Some remarks on the custom InputFormat:
I'd create a custom InputFormat in which the RecordReader is a modified version of
org.apache.hadoop.mapreduce.lib.input.LineRecordReader
: Most of the methods would
remain the same, except initialize()
: it would call a custom LineReader
(based on org.apache.hadoop.util.LineReader
).
The InputFormat's key would be the line offset (Long), the value would be a custom
Writable. This would hold the fields of a record (i.e data between START-END) as a list of key-value pairs. Each time your RecordReader's nextKeyValue()
is called the record is written to the custom Writable by the LineReader.
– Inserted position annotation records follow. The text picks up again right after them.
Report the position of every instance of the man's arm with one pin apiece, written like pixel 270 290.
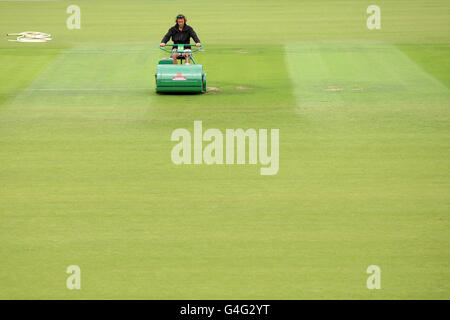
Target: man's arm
pixel 167 36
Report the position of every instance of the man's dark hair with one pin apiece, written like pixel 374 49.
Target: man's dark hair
pixel 181 16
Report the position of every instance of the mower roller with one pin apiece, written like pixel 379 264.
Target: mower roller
pixel 172 77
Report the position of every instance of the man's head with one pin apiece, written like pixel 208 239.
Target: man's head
pixel 181 20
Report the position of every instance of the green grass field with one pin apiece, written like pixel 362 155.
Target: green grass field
pixel 86 176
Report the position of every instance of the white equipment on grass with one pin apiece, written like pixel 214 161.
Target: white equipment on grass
pixel 31 36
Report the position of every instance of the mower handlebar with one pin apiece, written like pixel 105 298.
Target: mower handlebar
pixel 176 45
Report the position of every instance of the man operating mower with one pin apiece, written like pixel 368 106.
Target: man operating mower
pixel 180 34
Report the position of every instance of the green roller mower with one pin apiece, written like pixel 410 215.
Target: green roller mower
pixel 172 77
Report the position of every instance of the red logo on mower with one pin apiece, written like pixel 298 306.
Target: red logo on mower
pixel 179 77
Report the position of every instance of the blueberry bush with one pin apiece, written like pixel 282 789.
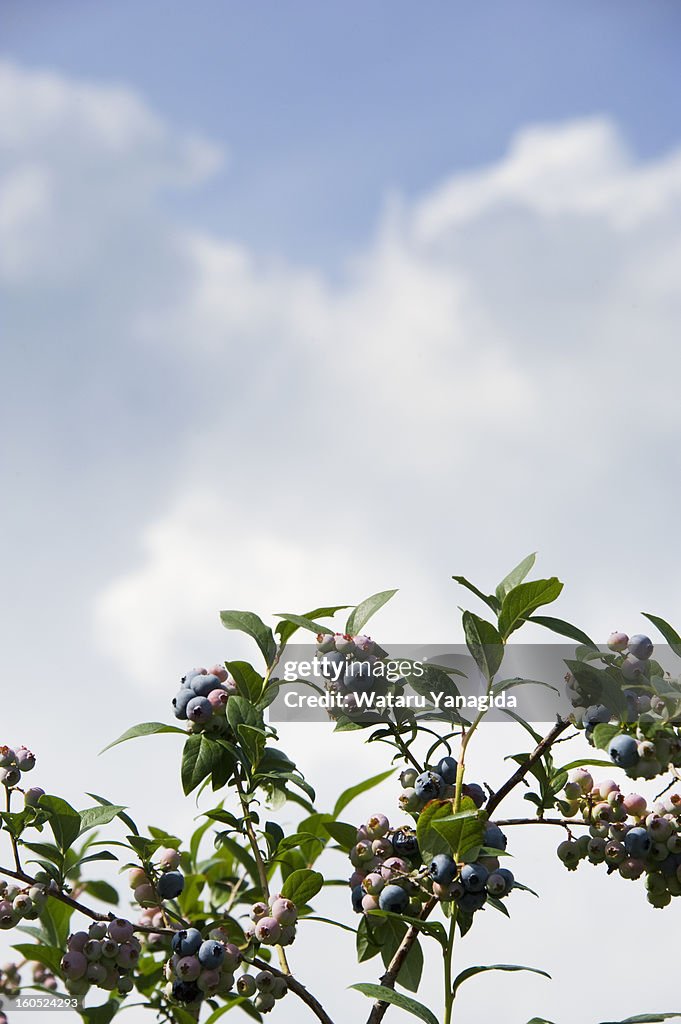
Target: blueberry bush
pixel 214 918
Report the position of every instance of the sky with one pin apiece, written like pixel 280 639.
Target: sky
pixel 304 302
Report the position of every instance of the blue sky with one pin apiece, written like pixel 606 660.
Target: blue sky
pixel 306 301
pixel 324 107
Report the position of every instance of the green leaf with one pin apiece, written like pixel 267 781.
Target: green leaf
pixel 286 629
pixel 360 615
pixel 355 791
pixel 91 817
pixel 143 729
pixel 670 634
pixel 484 643
pixel 405 1003
pixel 472 971
pixel 249 683
pixel 50 956
pixel 523 599
pixel 344 834
pixel 515 577
pixel 302 886
pixel 492 601
pixel 199 758
pixel 64 819
pixel 563 629
pixel 248 622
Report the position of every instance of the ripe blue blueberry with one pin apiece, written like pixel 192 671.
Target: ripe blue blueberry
pixel 393 898
pixel 640 646
pixel 638 842
pixel 442 868
pixel 428 785
pixel 624 751
pixel 180 700
pixel 473 878
pixel 199 710
pixel 495 838
pixel 170 885
pixel 447 767
pixel 202 685
pixel 186 942
pixel 211 954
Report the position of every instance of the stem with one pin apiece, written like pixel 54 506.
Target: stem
pixel 517 776
pixel 76 905
pixel 388 979
pixel 449 995
pixel 295 987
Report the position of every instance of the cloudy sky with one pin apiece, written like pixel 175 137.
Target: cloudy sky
pixel 303 302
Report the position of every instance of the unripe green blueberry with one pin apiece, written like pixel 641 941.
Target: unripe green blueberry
pixel 246 985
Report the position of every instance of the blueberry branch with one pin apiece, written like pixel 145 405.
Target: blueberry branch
pixel 395 965
pixel 295 987
pixel 537 755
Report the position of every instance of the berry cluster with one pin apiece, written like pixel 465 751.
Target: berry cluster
pixel 265 986
pixel 18 903
pixel 165 882
pixel 273 923
pixel 389 875
pixel 434 783
pixel 199 967
pixel 626 836
pixel 13 763
pixel 203 696
pixel 105 955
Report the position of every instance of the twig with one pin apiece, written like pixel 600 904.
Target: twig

The gist of the whole thing is how you
implement LineReader.readLine()
.
Another, probably an easier approach would be to change the delimiter of TextInputFormat (It is configurable in Hadoop 0.23, see textinputformat.record.delimiter
)
to one that is appropriate for your data structure (if it is possible). In this case you'll end up having your data in Text
from which you need to split and extract KV pairs and into tuples.
If can take start as your delimiter, probably below code works without UDF
SET textinputformat.record.delimiter 'START';
a = load '<input path>' as (data:chararray);
dump a;
the output would look like:
(
name: Jim
enter code here`phone: 2128789283
address: 56 2nd street, New York, USA
END
)
(
name: Tom
phone: 6308789283
address: 56 5th street, Chicago, 13611, USA
END
)
Now both are separated into two tuples.